Conta Nancy Reagan que na fase final da vida de Ronald Reagan costumava dar pequenos passeios na vizinhança da casa. As pessoas com quem se cruzavam vinham de imediato cumprimentá-los. Ronald Reagan já em fase avançada da sua doença de Alzheimer perguntou-lhe uma vez: “Porque é que estas pessoas me vêm cumprimentar?”
Esta pergunta mostra claramente que Ronald Reagan tinha perdido a consciência de si enquanto ser com uma continuidade histórica que só uma memória intacta pode preservar. Desafortunadamente morreu sem nesse momento saber que terá sido o homem mais poderoso em toda a história da humanidade.
Alois Alzheimer que a par de Emil Kraepelin e Sigmund Freud foi um dos mais brilhantes e influentes psiquiatras do início do século XX (nenhum recebeu o prémio Nobel como mereciam) identificou clinicamente a doença em 1901. Após a morte da doente Augusta D. que acompanhou durante 5 anos (uma mulher de 55 anos) teve então a oportunidade de relacionar os dados clínicos com a observação anátomo-patológica de tecido cerebral obtido em autópsia.
Verificou então a presença depósitos de substancia amilóide e de emaranhados neurofibrilhares que traduzem de facto o que veio a reconhecer-se como um processo degenerativo de estruturas importantes do sistema nervoso central. Do processo de degenerescência resulta consequentemente a perda progressiva das funções nervosas superiores com particular realce na memória.
Nessa época em que a expectativa de vida era muito mais baixa do que é hoje a prevalência da doença de Alzheimer era naturalmente mais baixa, o que remeteu a doença de Alzheimer para o grupo das demências pré-senis (abaixo dos 65 anos). Hoje sabemos que a doença é a forma de demência mais frequente, sendo relativamente rara antes dos 65 anos, afectando 1% dos idosos entre 65 e 70 anos. Após os 70 anos atinge 6%, aos 80 anos 30% e depois dos 90 anos 60%, numa progressão exponencial associada à idade. Há até quem diga que se todos vivermos o tempo suficiente todos viremos a ter doença de Alzheimer.
Numa população tão envelhecida como a nossa, a prevalência de demência de Alzheimer já está a provocar um dano considerável na vida das famílias e da sociedade em geral, com custos sociais e económicos consideráveis. A perda da memória e das outras funções nervosas superiores, as alterações do humor e do comportamento e sobretudo a progressiva dependência de terceiros para garantir os cuidados básicos de vida desviam e mobilizam demasiados recursos que eventualmente poderiam estar a ser aplicados noutras áreas do desenvolvimento do país. Contudo, numa sociedade eticamente responsável como a nossa não poderá haver dúvidas na utilização desses recursos para defender a dignidade de cada um dos seus cidadãos.
Por enquanto em Portugal são essencialmente as famílias que estão a suportar o impacto da doença. Muitas IPSS e também entidades privadas começam a mobilizar-se para prestar cuidados de qualidade no contexto de boas e adequadas práticas.
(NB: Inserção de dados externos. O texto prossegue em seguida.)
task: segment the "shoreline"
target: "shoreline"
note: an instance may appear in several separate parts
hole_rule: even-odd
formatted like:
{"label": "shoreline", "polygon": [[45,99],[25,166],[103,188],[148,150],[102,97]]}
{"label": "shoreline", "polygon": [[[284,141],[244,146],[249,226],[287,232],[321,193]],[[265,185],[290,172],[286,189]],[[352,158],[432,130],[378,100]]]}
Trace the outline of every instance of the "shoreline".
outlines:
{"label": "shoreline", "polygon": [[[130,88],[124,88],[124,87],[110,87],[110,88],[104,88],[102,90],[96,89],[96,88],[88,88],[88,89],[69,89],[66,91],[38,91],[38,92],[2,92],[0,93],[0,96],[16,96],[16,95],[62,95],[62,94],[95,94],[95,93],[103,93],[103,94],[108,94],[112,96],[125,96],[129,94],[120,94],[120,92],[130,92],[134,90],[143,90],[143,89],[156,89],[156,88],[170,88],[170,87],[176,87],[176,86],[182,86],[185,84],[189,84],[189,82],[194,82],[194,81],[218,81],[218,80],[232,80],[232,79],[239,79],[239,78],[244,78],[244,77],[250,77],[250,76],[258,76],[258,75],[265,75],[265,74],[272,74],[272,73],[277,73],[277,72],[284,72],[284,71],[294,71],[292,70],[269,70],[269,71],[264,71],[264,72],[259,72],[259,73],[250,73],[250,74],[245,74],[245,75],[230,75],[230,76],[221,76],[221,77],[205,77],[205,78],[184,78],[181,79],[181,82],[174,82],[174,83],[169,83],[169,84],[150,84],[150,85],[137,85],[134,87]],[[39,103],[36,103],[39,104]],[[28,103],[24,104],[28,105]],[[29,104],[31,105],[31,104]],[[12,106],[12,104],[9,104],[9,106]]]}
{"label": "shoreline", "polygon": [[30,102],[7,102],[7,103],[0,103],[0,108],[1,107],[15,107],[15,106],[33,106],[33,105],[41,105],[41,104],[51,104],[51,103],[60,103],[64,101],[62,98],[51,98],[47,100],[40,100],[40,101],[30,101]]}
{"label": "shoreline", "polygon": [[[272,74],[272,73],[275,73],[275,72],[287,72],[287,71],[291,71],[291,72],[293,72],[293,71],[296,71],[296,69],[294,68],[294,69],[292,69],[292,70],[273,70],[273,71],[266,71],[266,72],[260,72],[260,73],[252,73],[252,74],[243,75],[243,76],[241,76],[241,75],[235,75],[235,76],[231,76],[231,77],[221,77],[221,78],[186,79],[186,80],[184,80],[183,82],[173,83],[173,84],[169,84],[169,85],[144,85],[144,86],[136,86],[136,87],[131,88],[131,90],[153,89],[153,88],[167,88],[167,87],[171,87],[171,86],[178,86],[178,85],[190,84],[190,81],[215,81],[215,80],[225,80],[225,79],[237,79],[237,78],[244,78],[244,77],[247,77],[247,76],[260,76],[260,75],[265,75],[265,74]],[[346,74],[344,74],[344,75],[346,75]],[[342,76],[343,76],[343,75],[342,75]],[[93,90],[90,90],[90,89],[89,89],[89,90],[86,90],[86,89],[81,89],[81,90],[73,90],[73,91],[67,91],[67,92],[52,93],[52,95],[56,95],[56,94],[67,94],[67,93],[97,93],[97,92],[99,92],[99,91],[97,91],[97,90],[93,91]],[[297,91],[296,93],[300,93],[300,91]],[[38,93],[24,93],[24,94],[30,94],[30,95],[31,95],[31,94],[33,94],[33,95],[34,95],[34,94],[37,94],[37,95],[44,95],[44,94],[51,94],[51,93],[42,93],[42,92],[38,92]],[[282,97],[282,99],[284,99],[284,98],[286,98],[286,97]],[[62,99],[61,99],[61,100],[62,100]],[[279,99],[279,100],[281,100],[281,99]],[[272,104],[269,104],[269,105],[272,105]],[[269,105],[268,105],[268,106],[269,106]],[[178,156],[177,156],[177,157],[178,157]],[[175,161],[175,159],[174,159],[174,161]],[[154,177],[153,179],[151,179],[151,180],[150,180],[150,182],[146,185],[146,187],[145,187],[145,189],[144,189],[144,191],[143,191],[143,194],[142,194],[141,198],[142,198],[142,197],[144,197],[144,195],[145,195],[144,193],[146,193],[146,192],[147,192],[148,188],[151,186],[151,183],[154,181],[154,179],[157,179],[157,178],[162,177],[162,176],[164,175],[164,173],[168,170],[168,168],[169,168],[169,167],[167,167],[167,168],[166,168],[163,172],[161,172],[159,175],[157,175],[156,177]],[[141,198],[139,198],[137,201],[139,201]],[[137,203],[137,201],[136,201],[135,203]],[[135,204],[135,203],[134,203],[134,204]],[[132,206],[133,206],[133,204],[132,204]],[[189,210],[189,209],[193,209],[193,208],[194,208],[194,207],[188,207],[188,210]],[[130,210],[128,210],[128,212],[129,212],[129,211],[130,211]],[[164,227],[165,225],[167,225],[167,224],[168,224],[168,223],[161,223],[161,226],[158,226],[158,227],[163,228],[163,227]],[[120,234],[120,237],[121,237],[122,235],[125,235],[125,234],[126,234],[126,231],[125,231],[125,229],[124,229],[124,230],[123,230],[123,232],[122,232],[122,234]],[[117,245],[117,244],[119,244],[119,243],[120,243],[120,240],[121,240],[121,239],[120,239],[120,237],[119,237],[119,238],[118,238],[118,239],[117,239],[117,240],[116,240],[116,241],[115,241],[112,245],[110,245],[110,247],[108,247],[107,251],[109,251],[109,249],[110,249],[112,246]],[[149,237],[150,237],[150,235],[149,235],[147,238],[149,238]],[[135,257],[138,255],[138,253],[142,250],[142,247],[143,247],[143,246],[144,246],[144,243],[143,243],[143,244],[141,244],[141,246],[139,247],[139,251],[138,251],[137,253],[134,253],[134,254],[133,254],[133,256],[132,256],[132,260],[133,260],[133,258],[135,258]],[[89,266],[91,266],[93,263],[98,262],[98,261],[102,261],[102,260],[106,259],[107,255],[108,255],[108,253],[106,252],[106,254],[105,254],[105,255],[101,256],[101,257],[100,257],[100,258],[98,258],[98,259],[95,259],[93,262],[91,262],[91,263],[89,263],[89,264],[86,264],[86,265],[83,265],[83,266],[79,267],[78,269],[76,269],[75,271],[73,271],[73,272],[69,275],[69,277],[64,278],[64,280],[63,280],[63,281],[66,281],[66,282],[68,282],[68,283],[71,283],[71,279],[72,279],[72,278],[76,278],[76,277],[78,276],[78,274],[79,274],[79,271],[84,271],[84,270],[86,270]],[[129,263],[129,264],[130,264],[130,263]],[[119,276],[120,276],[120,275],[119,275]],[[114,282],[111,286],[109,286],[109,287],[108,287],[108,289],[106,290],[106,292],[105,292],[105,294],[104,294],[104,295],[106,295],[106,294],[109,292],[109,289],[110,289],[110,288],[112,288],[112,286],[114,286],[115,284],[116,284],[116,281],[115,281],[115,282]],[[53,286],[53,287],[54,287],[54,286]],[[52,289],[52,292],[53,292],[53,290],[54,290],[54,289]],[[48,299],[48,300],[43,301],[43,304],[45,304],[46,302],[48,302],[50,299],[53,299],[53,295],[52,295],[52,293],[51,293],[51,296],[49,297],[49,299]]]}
Certamente que no futuro o Estado será confrontado com a necessidade de intervir mais activamente no processo porque o nº de elevado de doentes e de famílias afectadas o exigirá.
Se é certo que a investigação genética, neuroquímica, neurobiológica, neuropsicológica e imagiológica ainda não produziu resultados terapêuticos relevantes, a doença de Alzheimer atinge um tão elevado número de pessoas no Ocidente que o “mercado farmacêutico de Alzheimer será muito atractivo”. Por isso podemos estar seguros que quer a nível farmacêutico, quer a nível da biotecnologia surgirão tratamentos que poderão estabilizar, fazer retroceder e talvez até curar a doença de Alzheimer.
Deveria também competir aos Estados, por interesse próprio, patrocinar esta epopeia na pesquisa dos melhores tratamentos mas, como sabemos, há muito tempo que os poderes públicos se alhearam do salto tecnológico que é necessário dar entre o conhecimento científico que financiam e o desenvolvimento de produtos que esse conhecimento na prática serviu.
Para os doentes, famílias e sociedade a descoberta do bom tratamento será um salto civilizacional. Para todos nós será a possibilidade de viver mais tempo, sabendo no final da vida quem somos e quem fomos.